Grande fermento e importanti sviluppi per l’Urban Air Mobility (UAM) italiana. Avremo i primi taxi volanti (i cosiddetti eVTOL, velivoli elettrici a decollo e atterraggio verticale da utilizzare per voli a corto raggio) probabilmente entro le Olimpiadi di Milano – Cortina del 2026.
Con l’Urban Air Mobility è in arrivo uno stravolgimento epocale, come sarà discusso nel corso dello SMART MOBILITY & INFRASTRUCTURE SUMMIT 2022 organizzato da The Innovation Group il prossimo 20 aprile (qui l’agenda online), con la partecipazione di Paolo Cerabolini, Vice Coordinatore Spazio del Nucleo Tecnico Scientifico, Lombardia Aerospace Cluster; Cristiano Baldoni, Chief of Business Integration, D-Flight; Alessandro Fidato, Chief Operating Officer, Gruppo SEA; Donatello Gianni, Presidente e Co-Founder, U-Avitalia, Giuseppe Santangelo, CEO e Founder, Skypersonic e Carmela Tripaldi, Research and Development New Technologies and Aerospace Director, ENAC.
Assisteremo al graduale sviluppo di nuovi modelli integrati e intermodali di mobilità intelligente, sia aerea che terrestre, con soluzioni innovative ed ecosostenibili e modelli di mobilità come servizio. Entro 3-5 anni avremo taxi, ambulanze e mezzi per il trasporto merci che, invece di sfrecciare per le vie di città sempre più congestionate, avranno corsie preferenziali in aria. Si stima che il mercato europeo dell’UAM avrà un valore di 4,2 miliardi di euro entro i prossimi dieci anni, con la creazione di 90mila nuovi posti di lavoro.

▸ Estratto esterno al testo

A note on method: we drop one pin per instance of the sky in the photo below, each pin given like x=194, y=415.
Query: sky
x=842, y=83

A conferma dell’elevata attenzione, arriva in questi giorni la notizia che ENAC e Regione Lombardia hanno siglato un Protocollo d’Intesa: saranno realizzate attività comuni per il trasporto di persone, merci, forniture, medicali e per abilitare nuovi sevizi. È dello scorso ottobre 2021 invece l’accordo tra SEA Milan Airports e Skyports, per lo sviluppo di un network di vertiporti in Italia (a partire da Milano). A distanza di poco tempo dall’accordo tra Aeroporti di Roma, Aeroporto di Venezia, Aeroports de la Cote d’Azur e Aeroporto Guglielmo Marconi di Bologna, che ha portato alla costituzione di “Urban Blue”.

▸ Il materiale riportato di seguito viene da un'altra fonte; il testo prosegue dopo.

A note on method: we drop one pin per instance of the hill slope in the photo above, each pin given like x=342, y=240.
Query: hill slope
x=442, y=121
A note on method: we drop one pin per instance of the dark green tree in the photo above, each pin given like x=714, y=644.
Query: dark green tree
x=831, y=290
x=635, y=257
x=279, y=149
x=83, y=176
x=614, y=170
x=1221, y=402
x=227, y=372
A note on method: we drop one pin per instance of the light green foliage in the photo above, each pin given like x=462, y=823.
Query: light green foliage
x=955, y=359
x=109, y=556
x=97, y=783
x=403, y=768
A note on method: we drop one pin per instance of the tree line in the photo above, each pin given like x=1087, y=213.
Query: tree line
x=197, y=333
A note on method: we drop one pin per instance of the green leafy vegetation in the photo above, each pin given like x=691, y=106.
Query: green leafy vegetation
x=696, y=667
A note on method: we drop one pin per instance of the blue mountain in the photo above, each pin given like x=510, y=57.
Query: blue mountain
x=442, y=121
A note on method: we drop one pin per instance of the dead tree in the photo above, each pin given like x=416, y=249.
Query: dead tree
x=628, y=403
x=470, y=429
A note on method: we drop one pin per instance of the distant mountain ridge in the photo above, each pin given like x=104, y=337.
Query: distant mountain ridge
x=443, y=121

Di marzo 2022 invece la notizia che Atlantia ha preso parte al nuovo round di finanziamento della tedesca Volocopter, con un investimento di 35 milioni di euro. Proprio Volocopter è stato protagonista, lo scorso novembre, del progetto VoloCity a Roma, realizzato insieme a ADR, Enac, Enav e Atlantia, per lo sviluppo della mobilità aerea romana, con taxi aerei a guida autonoma-ibrida, da realizzare entro il 2024.